![]() |
A doctor whose neonatal care initiative in Bengal gave the rest of the country a model to follow has been denied permission by the Mamata Banerjee government to be a team leader in a nationwide child health programme.
The state health department has said “it is not possible” to release Arun Singh, who once headed the neonatology wing at SSKM Hospital, from a facility on the northern outskirts of Calcutta that does not have a unit to make use of his expertise.
Singh had been transferred to Sagar Dutta Medical College in Kamarhati last October, allegedly because he was perceived to be pro-CPM and had a difference of opinion with a member of an experts’ panel handpicked by Mamata. The Union health ministry’s invitation to be a senior adviser to the Rashtriya Bal Swasthya Karyakram would have been Singh’s escape from what is seen as a “punishment posting”.
Since December 2012, the health ministry has written at least four letters to the Mamata government, requesting that Singh be relieved of his present responsibilities for two years. There have also been several follow-up telephone conversations between ministry officials and bureaucrats in Bengal.
The programme for which Singh’s expertise has been sought is meant to benefit 27 crore children.
“We understand that Dr Arun Singh has wide experience in the area of child development and management of newborn diseases.... Therefore, you are kindly requested to sanction him leave and relieve him from his current assignment so that he can contribute in providing technical assistance to the ministry of health and family welfare in national interest,” Anuradha Gupta, additional secretary and mission director, National Rural Health Mission, wrote in a letter dated January 9 to chief secretary Sanjay Mitra.

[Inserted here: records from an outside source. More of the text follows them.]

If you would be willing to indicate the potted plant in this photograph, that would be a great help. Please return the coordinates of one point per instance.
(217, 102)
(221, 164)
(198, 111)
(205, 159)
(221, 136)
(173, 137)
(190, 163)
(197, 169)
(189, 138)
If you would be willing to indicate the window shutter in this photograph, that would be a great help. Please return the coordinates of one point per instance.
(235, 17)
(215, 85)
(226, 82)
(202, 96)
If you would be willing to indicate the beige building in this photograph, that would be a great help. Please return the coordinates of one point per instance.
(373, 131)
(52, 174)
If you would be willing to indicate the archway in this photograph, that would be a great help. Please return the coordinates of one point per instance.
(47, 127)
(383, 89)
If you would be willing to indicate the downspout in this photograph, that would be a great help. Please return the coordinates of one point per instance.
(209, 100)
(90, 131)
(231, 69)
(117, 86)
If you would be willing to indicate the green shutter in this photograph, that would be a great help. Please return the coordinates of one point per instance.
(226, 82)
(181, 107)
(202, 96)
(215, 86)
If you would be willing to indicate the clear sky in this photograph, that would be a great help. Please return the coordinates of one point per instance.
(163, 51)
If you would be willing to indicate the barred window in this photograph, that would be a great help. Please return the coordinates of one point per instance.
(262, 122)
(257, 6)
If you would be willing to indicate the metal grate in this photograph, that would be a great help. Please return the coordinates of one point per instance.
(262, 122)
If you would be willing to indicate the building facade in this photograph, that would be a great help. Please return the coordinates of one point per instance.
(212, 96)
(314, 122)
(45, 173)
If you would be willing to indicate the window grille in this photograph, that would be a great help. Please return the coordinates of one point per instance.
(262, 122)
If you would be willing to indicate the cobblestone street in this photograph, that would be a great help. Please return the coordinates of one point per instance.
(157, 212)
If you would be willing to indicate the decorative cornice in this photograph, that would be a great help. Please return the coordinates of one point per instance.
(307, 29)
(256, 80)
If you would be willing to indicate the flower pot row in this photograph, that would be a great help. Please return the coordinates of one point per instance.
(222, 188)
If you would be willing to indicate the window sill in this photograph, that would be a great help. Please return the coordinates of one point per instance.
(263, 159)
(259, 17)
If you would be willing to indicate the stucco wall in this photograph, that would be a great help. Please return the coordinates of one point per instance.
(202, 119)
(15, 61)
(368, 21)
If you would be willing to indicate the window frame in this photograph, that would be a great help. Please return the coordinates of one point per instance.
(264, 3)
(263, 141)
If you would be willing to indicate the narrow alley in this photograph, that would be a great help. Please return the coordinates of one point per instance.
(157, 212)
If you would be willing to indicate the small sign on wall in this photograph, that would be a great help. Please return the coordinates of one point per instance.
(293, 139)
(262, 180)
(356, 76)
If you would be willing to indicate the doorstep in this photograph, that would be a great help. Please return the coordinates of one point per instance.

The director of medical education, Sushanta Banerjee, defended the government’s decision to keep the neonatologist tied to his post, citing an inquiry against him. “There are several charges and allegations against Dr Singh, so we have told the Union health ministry that he can’t be released now. Certain official norms need to be followed,” Banerjee said.
Singh appeared resigned to the government’s whim when Metro contacted him.
“I will abide by whatever the state government says. I have no complaint against any individual. But given the opportunity, I would like to work for a project that involves the welfare of 27 crore children,” he said.
Singh, who did his master’s in paediatrics at AIIMS in Delhi, had set up the neonatology department of SSKM in early 2000 and played a key role in getting a multi-crore project approved for neonatal treatment and research at the hospital. He is also credited with setting up the sick neonatal care unit in Purulia, a district that once had the highest infant mortality rate in Bengal. The Purulia model is being replicated across the country.
The health department had ordered a probe into allegations of financial irregularities against Singh around the time he was transferred.
Sources close to the doctor said he had not been formally told what the charges against him were. One communiqué from the state medical council accused him of “misbehaving” with a senior member of an experts’ panel on health handpicked by the chief minister.
Although the probe officially began seven months ago, Singh has yet to receive any written or verbal communication from the health department .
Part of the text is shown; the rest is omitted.